かねてより興味のあった、武田薬品さんの薬用植物園。行ってまいりました。

ガイド形式で、園内を見学させてもらえます。
まずは、中央標本園の水生植物コーナーのサジオモダカ。

この塊茎(茎が変形し、栄養をためる貯蔵庫になったもの)が沢瀉。
身体の中の余分な水をさばく作用があります。これから湿を溜め込みやすい季節に大事な植物ですね。
その合間に見えた白い泡の物体。モリアオガエルの卵塊です。
孵化してオタマジャクシは泡から水の中に落ちていくそうで。
上を見上げると、近くの木にも…。

…生き物万歳
続いて牡丹(左奥)と芍薬(右手前)。

見頃は終えていたのですが、少し芍薬の花が残っていました。
花だけですと見分けがつきにくいのですが、芍薬は“草”で牡丹は“木”です。
生薬も、芍薬は根全体を使う(奥)のに対して、牡丹(牡丹皮)は根の皮を使う(手前)ので真ん中が空洞になっている…と教えていただきました

…生薬学の試験の時に知りたかったよ。
そして、当帰・地黄・川芎。



当帰と合わせて、四物湯ですね。
四物湯は血虚(貧血や栄養状態が悪い)を治す方剤で、多くの方剤のベースとなっています。
温室もありました。
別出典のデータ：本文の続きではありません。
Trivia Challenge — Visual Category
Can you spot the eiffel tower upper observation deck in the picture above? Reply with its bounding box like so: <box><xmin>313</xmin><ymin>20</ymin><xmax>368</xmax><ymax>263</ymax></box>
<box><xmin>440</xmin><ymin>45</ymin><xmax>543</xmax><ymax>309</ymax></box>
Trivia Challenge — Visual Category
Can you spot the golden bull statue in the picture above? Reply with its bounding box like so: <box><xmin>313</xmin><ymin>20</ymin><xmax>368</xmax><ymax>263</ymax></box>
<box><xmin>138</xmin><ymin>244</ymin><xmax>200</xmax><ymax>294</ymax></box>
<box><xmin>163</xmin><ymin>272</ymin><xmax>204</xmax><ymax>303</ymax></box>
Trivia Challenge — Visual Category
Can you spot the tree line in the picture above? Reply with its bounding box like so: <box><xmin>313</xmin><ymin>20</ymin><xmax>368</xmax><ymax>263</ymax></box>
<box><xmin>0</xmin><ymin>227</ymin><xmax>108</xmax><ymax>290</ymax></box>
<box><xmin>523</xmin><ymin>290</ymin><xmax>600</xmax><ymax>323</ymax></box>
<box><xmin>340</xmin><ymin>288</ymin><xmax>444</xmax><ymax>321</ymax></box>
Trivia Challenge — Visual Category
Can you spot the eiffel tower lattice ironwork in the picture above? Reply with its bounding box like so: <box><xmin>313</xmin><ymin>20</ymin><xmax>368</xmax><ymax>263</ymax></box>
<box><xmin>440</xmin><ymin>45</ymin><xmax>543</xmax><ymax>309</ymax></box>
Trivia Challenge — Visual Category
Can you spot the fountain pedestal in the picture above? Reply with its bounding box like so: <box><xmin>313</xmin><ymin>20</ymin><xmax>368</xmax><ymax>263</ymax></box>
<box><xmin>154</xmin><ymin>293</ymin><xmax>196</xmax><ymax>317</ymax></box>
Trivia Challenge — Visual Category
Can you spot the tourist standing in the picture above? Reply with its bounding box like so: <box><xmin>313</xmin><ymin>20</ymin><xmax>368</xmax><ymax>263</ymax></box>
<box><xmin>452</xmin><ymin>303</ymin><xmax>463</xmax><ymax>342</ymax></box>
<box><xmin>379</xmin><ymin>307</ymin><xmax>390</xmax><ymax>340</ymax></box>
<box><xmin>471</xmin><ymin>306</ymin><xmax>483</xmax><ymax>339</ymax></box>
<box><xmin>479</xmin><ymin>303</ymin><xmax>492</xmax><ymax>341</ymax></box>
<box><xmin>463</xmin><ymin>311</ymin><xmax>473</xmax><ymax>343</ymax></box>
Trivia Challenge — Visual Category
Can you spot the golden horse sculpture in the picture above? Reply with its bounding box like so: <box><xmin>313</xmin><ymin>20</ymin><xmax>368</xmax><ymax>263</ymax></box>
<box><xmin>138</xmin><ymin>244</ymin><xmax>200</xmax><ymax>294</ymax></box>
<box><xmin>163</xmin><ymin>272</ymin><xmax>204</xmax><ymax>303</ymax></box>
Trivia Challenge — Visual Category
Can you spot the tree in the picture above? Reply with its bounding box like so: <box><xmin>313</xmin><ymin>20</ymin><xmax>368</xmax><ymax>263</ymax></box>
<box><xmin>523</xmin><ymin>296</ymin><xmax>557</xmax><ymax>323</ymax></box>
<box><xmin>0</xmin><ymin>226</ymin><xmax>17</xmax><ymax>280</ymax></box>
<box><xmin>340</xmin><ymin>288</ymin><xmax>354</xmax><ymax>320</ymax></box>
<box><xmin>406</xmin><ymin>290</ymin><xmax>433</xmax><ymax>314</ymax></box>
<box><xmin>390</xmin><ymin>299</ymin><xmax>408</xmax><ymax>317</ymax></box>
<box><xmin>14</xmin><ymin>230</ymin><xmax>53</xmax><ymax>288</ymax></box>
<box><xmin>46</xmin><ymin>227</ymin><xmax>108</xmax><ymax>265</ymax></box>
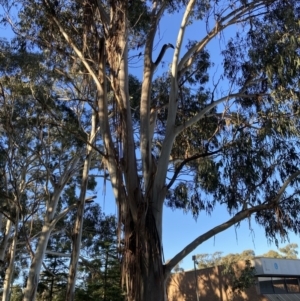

ガイドの方のご専門はこちらだそうで、「ここだけで2時間話したい!」とも。
これ、バニラの木になった実。

高級食材のバニラビーンズはこれから作られます。
木や実そのものから、あの甘い香りがするのではないのですね。
国産化に向けた研究をされているそうです。
…私も2時間お話してもらいたかった
そして、お目当てだった漢方処方園。
漢方処方の構成生薬を薬用植物で栽培・展示されています。
手前が「葛根湯」奥が「桂枝湯」の花壇。

「麻黄という生薬が入っている葛根湯は、実は注意が必要ですよ」とガイドの方。
…もっと言って、言って。
こちらは「四君子湯」と「六君子湯」の花壇。

四物湯が血虚の基本方剤なら、四君子湯は気虚(エネルギー不足)の基本方剤。脾胃(≒消化器)の機能低下に用いられます。
四君子湯に水(痰湿)をさばく陳皮と半夏を加えたのが六君子湯です。
続いて香辛料園、民間薬園へ。

これ、セイヨウシロヤナギ。
中世にはドイツや南ヨーロッパ、南アメリカで熱や痛みの緩和に、民間療法に利用されており、この樹皮から抽出された化合物から作られたのがアスピリンです。
…この業界?では有名な話。
最後に案内していただいたのが、一歩間違えれば毒となる“有害植物”の一角。

ジキタリスの花。
葉、花、茎、根、種子に至るまで毒性があり、誤食事故もあるそうです。
この植物の成分から“ジキトキシン”・“ジゴキシン”と呼ばれる古典的な心臓のお薬が登場しました。
…これも、有名な話。多分。
用量設定の難しい薬で、まさに「毒にも薬にもなる」植物です。
「毒にも薬にもなる」植物といえば、これも。

トリカブト。事故や事件でワイドショーで取り上げられることも。
生薬名は附子。
そして、初めて目にしたのが、このドクニンジンの花。

毒にんじん。初めて知ったのは、中学校の図書館で。
当時、何故か毒物絡みの本にハマり、「毒のある人参?」とゾワゾワしながら読んだ記憶。勿論、食する人参とは違う科であるのですが。
…思い出話はさておき、他にも沢山の植物の説明をしていただきました。
そして、まだまだ周りきれていないエリアも。何度も参加されている方がいらっしゃるのも納得です。
「楽しかった!また行きましょうね」と、今回連れて行ってくれた職場の薬学友。
友と呼ぶのはおこがましい、娘と言ってもおかしくない薬学生に感謝です。
勉強、頑張ってね。
そして、また息抜きに遊んでやってね。